Die gewerbliche Bäckerei-Confiserie-Branche hatte in jüngster Zeit eine Vielzahl von politischen wirtschaftlichen und gesellschaftlichen Herausforderungen zu bewältigen. Was hat der Schweizerische Bäcker-Confiseurmeister-Verband SBC unternommen? Gab es Lichtblicke? Wie sieht der Blick in die Zukunft aus? Die Antworten von SBC-Präsident Silvan Hotz und -Direktor Urs Wellauer-Boschung.
Kriege, Energiemangellage, Inflation, Fachkräfte- und Nachwuchsmangel, Betriebsschliessungen, Deklarationspflicht, Salz- und Zuckerreduktion, Food Waste, Lohnforderungen, Gesamtarbeitsvertrag – die Liste der herausfordernden Themen in unserer gewerblichen Branche ist lang. Das Brot, die Schokolade – Produkte, die Emotionen wecken und die oft im Fokus der Politik, der Medien und der Öffentlichkeit stehen. Entsprechend hoch ist die Zahl der Medienanfragen. Die politischen Vorstösse auf nationaler und kantonaler Ebene haben in den letzten Jahren stark zugenommen. Die Bäckerei-Confiserie-Branche stand und steht oft im Fokus der Politik und der Medien.
Wie bewältigen Sie diesen grossen Aufgabenbereich als relativ kleiner Verband?
Silvan Hotz (SH): Hier kommt unsere langjährige Erfahrung auf dem politischen und wirtschaftlichen Parkett sowie das ausgezeichnete Netzwerk zugute. So ist Urs beispielsweise in vielen Kommissionen und Arbeitsgruppen auf nationaler Ebene dabei und ich kann mich als Vorstandsmitglied des Schweizerischen Gewerbeverbandes sgv und des internationalen Bäckerei-Konditoreiverbandes (UIBC) aktiv für unsere Branche einbringen.

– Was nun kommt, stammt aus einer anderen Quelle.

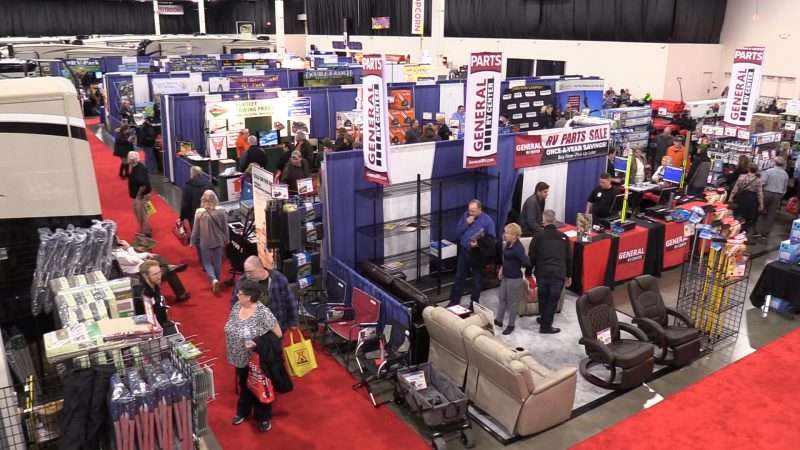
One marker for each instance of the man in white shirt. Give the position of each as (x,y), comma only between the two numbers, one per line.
(129,261)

Urs Wellauer-Boschung (UW): Wir führen ein politisches Monitoring, so dass wir frühzeitig reagieren können, um in der Verwaltung und den entsprechenden parlamentarischen Kommissionen unsere Argumente einbringen zu können.
Seit 2021 kann der SBC auf eine eigene Parlamentariergruppe zählen. Lohnt sich diese Zusammenarbeit?
UW: Die parlamentarische Gruppe «Brot und Confiserie» ist wertvoll, da Mitglieder aus fast allen Parteien – von links bis rechts – Einsitz haben und wir so auch in den Fraktionen unsere Argumente sichtbar machen können.
SH: Die Mitglieder der Parlamentariergruppe sind dankbar für unsere Anregungen und Inputs. An den Sitzungen ist jeweils immer ein Verbandsmitglied anwesend, das authentisch aus der Praxis berichtet. Die Diskussionen finden immer auf Augenhöhe statt.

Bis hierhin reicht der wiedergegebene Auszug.